Lexulous
- Website type: Casual game
- Available in: English
- Founded: Kolkata, India (5 July 2006)
- Headquarters: Kolkata, India
- Key people: Rajat Agarwalla, Co-founder Jayant Agarwalla, Co-founder
- Services: Online word game
- Revenue: $3,000 per year
- Employees: 2 (January 2008)
- Website: www.lexulous.com
- Registration: Required
- Launched: 2005
- Current status: Active

= Lexulous =

Online word game

Lexulous (formerly Scrabulous) is an online word game based on the commercial board game Scrabble. It is run by an Indian company of the same name on a dedicated website, and is also available within the social networking site Facebook.
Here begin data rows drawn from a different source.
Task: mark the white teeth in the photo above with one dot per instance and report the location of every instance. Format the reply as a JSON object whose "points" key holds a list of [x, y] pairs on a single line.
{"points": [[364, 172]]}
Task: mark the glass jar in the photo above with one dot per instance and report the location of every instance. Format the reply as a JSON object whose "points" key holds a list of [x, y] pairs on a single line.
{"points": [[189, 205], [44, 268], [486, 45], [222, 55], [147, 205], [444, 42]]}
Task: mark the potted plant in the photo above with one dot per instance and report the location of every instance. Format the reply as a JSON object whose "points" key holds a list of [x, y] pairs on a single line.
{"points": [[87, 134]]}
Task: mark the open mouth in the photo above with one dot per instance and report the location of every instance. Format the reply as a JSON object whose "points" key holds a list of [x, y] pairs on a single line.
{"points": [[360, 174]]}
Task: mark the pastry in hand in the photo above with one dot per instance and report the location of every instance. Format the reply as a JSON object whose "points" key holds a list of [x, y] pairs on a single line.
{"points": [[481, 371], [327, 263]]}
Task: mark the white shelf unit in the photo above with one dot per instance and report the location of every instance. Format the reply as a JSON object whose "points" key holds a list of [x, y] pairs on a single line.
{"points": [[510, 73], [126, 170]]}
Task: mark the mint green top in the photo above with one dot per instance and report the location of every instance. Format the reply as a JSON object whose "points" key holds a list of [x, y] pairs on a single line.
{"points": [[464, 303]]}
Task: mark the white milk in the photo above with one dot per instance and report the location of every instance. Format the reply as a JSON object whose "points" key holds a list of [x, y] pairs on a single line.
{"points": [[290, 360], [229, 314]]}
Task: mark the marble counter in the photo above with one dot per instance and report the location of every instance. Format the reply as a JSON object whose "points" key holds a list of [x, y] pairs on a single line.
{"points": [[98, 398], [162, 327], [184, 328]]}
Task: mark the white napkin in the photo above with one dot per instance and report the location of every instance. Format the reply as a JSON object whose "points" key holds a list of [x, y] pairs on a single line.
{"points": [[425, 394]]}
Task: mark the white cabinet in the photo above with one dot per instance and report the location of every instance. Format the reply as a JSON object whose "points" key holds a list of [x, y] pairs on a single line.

The Scrabulous website was launched in 2005, and the game was added to Facebook as an application in 2007, quickly becoming the most popular game on Facebook. Due to copyright infringement lawsuits, the game was removed from Facebook in 2008, first for North American users and later worldwide, with the Scrabulous website following suit.

A ruling by Delhi High Court allowed Calcutta-based Rajat and Jayant Agarwalla to retain the right to post their word game online, but they were not allowed to use Scrabulous, Scrabble or any other “similar sounding” name. Thus on 27 September 2008, a new website was launched using the new moniker "Lexulous". It has a live version and practice mode, and an option for play by email.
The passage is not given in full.